Let’s discuss the two elephants in the room first: J.G Ballard and Bret Easton Ellis. They’re all over Daniel Falatko‘s Condominium. It’s damn nearly impossible to live up to Ballard’s seminal skyscraper novel High-Rise (now a movie, starring freakin’ Tom Hiddleston), but Falatko seems very aware of that problem and keeps both feet firmly into realism. Although you will find scenes of malaise and awkward neighbors who overpass their boundaries that will remind you of Ballard’s book, Daniel Falatko never crosses the line although it feels like creepy neighbor Raymond is always a step away from bringing the narrative into Ballardian territory. Same with the party scenes that owe a lot to Ellis’ legendary knack for portraying debauchery, yet his character manage to keep their decorum and sense of social responsibility, at least most of the time.
He had yet to witness their building at night, from the ground, and had to stop on the corner by a vegan cheesesteak truck to marvel at the sight. A massive rectangle of light exploding skyward. These streets he walked through to reach it, dark and muffled, the lights too dim, the buildings too drab, all of them, all of everything, sucked into oblivion by the roaring slipstream of his Tower.
I know I’m not ACTUALLY discussing Condominium a whole lot here, but I believe going over Daniel Falatko‘s influences is important because they are two violent, otherworldly novel that helped shape something that’s much closer to the contemporary reality of real estate owning and yet feels almost as alienating. I liked Condominium for a very simple reason: it exposes the fallacy of having over being. I’m not some kind of anarchist who would nationalize housing or anything, but I thought that reading about Charles, Raymond and other owners value their relationship to “units” and assess worth to one another over simply living their lives because they’re defined by their financial selves, to be absolutely terrifying.
It’s how Condominium finds success in the shadow of High-Rise: it’s nowhere near as apocalyptic, but it threatens to be on every page. Daniel Falatkoleaves a lot undefined between his characters, so that his readers can build their own nightmare scenarios. Condominium is never apocalyptic, but it’s constantly threatening.
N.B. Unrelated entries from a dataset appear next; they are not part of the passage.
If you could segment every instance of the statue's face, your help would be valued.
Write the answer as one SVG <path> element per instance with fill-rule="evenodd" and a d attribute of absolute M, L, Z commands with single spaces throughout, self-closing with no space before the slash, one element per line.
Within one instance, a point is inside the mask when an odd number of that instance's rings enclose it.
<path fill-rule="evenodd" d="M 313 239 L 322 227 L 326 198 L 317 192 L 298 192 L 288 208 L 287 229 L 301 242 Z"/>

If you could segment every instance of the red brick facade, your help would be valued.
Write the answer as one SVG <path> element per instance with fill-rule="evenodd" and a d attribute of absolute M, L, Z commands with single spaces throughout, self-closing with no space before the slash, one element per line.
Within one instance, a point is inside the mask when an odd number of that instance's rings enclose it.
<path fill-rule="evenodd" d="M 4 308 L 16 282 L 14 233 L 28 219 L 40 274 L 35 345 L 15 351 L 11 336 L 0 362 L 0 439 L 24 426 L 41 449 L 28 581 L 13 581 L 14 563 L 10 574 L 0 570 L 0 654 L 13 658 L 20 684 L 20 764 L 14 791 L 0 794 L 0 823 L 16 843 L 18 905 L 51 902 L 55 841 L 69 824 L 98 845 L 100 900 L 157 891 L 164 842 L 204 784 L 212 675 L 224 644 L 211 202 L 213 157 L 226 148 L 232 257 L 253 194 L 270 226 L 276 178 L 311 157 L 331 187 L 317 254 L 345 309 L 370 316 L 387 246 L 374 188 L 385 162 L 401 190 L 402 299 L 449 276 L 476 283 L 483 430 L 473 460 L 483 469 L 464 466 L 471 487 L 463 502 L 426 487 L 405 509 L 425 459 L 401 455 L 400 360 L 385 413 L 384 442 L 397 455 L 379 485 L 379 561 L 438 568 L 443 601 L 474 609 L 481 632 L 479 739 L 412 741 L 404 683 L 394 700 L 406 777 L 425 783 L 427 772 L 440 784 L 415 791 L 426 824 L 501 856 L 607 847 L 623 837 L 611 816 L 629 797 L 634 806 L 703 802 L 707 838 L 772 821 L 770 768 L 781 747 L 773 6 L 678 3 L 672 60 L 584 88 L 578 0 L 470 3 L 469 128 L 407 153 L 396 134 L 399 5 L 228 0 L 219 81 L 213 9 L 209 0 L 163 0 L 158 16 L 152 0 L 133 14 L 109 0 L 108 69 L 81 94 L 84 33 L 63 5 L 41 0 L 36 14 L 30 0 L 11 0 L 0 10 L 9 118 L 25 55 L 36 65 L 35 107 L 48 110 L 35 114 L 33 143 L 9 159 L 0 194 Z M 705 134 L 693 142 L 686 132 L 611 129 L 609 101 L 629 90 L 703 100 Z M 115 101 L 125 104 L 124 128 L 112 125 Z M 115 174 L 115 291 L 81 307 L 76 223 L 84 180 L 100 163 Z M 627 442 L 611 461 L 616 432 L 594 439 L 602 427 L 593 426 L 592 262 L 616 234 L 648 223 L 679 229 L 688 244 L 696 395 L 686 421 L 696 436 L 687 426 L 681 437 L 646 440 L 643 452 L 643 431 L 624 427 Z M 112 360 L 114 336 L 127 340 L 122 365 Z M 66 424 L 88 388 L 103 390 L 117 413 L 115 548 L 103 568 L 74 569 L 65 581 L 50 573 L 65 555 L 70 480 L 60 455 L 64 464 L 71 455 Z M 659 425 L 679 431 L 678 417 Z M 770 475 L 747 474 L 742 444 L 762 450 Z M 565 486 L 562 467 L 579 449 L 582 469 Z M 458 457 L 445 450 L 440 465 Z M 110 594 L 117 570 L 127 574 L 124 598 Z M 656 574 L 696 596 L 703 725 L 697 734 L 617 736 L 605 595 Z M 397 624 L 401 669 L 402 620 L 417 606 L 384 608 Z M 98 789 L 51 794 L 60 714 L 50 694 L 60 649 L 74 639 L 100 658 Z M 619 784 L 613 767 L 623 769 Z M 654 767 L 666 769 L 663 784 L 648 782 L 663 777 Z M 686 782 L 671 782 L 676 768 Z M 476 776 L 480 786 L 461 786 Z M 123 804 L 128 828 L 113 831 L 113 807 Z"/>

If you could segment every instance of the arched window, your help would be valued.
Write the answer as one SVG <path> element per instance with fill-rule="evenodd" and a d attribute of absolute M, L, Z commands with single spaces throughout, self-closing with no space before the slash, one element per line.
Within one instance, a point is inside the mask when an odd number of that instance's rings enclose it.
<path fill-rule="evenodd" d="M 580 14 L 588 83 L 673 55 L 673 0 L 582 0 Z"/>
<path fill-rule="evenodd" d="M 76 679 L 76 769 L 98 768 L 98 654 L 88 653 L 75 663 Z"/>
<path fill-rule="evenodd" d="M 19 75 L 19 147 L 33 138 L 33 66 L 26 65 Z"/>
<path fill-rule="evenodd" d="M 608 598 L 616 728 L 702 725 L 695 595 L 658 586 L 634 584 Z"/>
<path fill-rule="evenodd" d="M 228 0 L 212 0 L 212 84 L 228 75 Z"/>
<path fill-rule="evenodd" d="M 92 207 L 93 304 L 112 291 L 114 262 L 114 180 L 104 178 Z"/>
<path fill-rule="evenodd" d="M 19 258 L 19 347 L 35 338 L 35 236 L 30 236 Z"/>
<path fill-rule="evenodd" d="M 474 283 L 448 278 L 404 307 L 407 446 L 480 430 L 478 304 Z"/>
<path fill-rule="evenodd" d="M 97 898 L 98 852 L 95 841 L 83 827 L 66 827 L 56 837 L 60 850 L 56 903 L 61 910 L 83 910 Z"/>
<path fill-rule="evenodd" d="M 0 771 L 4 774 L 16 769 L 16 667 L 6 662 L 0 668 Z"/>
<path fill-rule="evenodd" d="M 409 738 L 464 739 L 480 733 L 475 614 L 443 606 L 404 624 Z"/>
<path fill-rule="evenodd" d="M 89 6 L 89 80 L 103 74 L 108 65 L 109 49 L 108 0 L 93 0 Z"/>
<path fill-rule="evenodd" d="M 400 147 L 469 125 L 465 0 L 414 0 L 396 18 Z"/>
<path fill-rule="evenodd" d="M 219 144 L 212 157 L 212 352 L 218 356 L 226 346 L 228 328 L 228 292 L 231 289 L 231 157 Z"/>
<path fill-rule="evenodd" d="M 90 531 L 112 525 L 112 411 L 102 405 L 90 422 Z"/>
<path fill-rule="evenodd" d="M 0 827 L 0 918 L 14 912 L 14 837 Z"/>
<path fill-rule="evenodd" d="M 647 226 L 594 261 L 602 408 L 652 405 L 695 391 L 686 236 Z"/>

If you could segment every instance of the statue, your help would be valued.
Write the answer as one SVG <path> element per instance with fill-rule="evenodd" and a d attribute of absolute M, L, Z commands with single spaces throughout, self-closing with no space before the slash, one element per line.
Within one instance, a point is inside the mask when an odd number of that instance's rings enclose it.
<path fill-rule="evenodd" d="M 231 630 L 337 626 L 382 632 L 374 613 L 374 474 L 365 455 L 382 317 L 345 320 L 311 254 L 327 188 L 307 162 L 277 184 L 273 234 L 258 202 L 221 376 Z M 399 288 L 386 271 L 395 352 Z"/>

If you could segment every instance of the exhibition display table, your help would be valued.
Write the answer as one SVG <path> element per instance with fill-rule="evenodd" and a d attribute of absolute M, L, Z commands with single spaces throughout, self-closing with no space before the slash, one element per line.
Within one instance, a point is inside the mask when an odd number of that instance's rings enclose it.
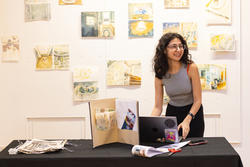
<path fill-rule="evenodd" d="M 197 140 L 190 138 L 187 140 Z M 92 140 L 68 140 L 67 149 L 53 153 L 9 155 L 9 148 L 18 145 L 12 141 L 0 152 L 0 167 L 242 167 L 238 153 L 224 137 L 204 138 L 207 144 L 185 146 L 181 152 L 152 158 L 134 156 L 132 145 L 112 143 L 92 148 Z M 143 143 L 154 147 L 160 143 Z"/>

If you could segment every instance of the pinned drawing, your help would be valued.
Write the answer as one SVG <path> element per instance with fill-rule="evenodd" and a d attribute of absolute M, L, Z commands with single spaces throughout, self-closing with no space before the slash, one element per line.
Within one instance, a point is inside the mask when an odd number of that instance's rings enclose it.
<path fill-rule="evenodd" d="M 164 7 L 168 8 L 188 8 L 189 0 L 164 0 Z"/>
<path fill-rule="evenodd" d="M 226 65 L 198 64 L 202 90 L 226 89 Z"/>
<path fill-rule="evenodd" d="M 181 34 L 187 41 L 189 48 L 197 48 L 197 24 L 196 23 L 163 23 L 163 33 L 174 32 Z"/>
<path fill-rule="evenodd" d="M 58 70 L 69 69 L 69 46 L 54 46 L 54 67 Z"/>
<path fill-rule="evenodd" d="M 82 37 L 113 38 L 115 36 L 114 12 L 82 12 Z"/>
<path fill-rule="evenodd" d="M 207 0 L 205 8 L 208 24 L 231 24 L 232 0 Z"/>
<path fill-rule="evenodd" d="M 36 46 L 36 69 L 52 70 L 53 69 L 53 47 L 52 46 Z"/>
<path fill-rule="evenodd" d="M 235 39 L 233 34 L 211 34 L 210 49 L 216 52 L 235 51 Z"/>
<path fill-rule="evenodd" d="M 82 0 L 59 0 L 59 5 L 81 5 Z"/>
<path fill-rule="evenodd" d="M 128 4 L 129 37 L 153 37 L 152 3 Z"/>
<path fill-rule="evenodd" d="M 141 85 L 141 62 L 138 60 L 109 60 L 106 82 L 108 86 Z"/>
<path fill-rule="evenodd" d="M 68 70 L 69 69 L 69 46 L 36 46 L 36 69 L 37 70 Z"/>
<path fill-rule="evenodd" d="M 20 57 L 19 38 L 16 35 L 3 36 L 2 61 L 18 61 Z"/>
<path fill-rule="evenodd" d="M 89 101 L 98 97 L 98 68 L 73 68 L 73 100 Z"/>
<path fill-rule="evenodd" d="M 49 0 L 25 0 L 25 21 L 49 21 L 51 9 Z"/>

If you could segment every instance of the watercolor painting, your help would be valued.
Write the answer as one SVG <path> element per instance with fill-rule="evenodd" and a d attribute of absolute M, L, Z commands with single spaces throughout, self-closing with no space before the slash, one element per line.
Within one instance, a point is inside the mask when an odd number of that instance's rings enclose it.
<path fill-rule="evenodd" d="M 141 85 L 141 62 L 138 60 L 109 60 L 106 82 L 108 86 Z"/>
<path fill-rule="evenodd" d="M 114 12 L 82 12 L 82 37 L 113 38 L 115 36 Z"/>
<path fill-rule="evenodd" d="M 226 89 L 226 65 L 197 64 L 202 90 Z"/>
<path fill-rule="evenodd" d="M 73 100 L 88 101 L 98 97 L 98 67 L 73 68 Z"/>
<path fill-rule="evenodd" d="M 69 46 L 55 45 L 53 51 L 54 68 L 58 70 L 69 69 Z"/>
<path fill-rule="evenodd" d="M 189 0 L 164 0 L 165 9 L 168 8 L 188 8 Z"/>
<path fill-rule="evenodd" d="M 2 61 L 18 61 L 20 57 L 19 38 L 16 35 L 3 36 Z"/>
<path fill-rule="evenodd" d="M 163 23 L 163 33 L 175 32 L 181 34 L 187 41 L 189 48 L 197 48 L 197 24 L 196 23 Z"/>
<path fill-rule="evenodd" d="M 52 46 L 36 46 L 36 69 L 52 70 L 53 69 L 53 47 Z"/>
<path fill-rule="evenodd" d="M 232 0 L 207 0 L 207 24 L 231 24 Z"/>
<path fill-rule="evenodd" d="M 128 36 L 130 38 L 153 37 L 152 3 L 129 3 L 128 16 Z"/>
<path fill-rule="evenodd" d="M 51 9 L 48 0 L 25 0 L 25 21 L 49 21 Z"/>
<path fill-rule="evenodd" d="M 233 34 L 210 34 L 210 49 L 216 52 L 235 51 Z"/>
Some details about the novel bugged me, nothing major in the scope of what Falatko tried to achieve, but it created distance with the character. For example: I fail to see how recreational heroin snorters with high stress jobs and insane mortgage payments can manage to keep their lives together. Of course, I don’t live in New York, so I have no idea what the real estate scene is over there, but I thought it clashes with the inherent realism of the novel and made Charles and Sarah come off as boneheads.
It’s possible to write an engaging and original skyscraper novel in the shadow of J.G Ballard‘s High-Rise and Daniel Falatko‘s Condominium is hard evidence of that statement. My own obsession with Ballard’s work might be talking too loud here and I’m sure Condominium is even more enjoyable if you haven’t read it, but I thought Daniel Falatko did a terrific job at defining an original discourse in the shadow of such an iconic and important novel.Condominium definitely is an “adult novel” about issues you can’t truly wrap your head around unless you’ve been confronted to them. It wasn’t flawless, but few novels are. It managed to portray the ugly world we build for ourselves with unflinching resolve though.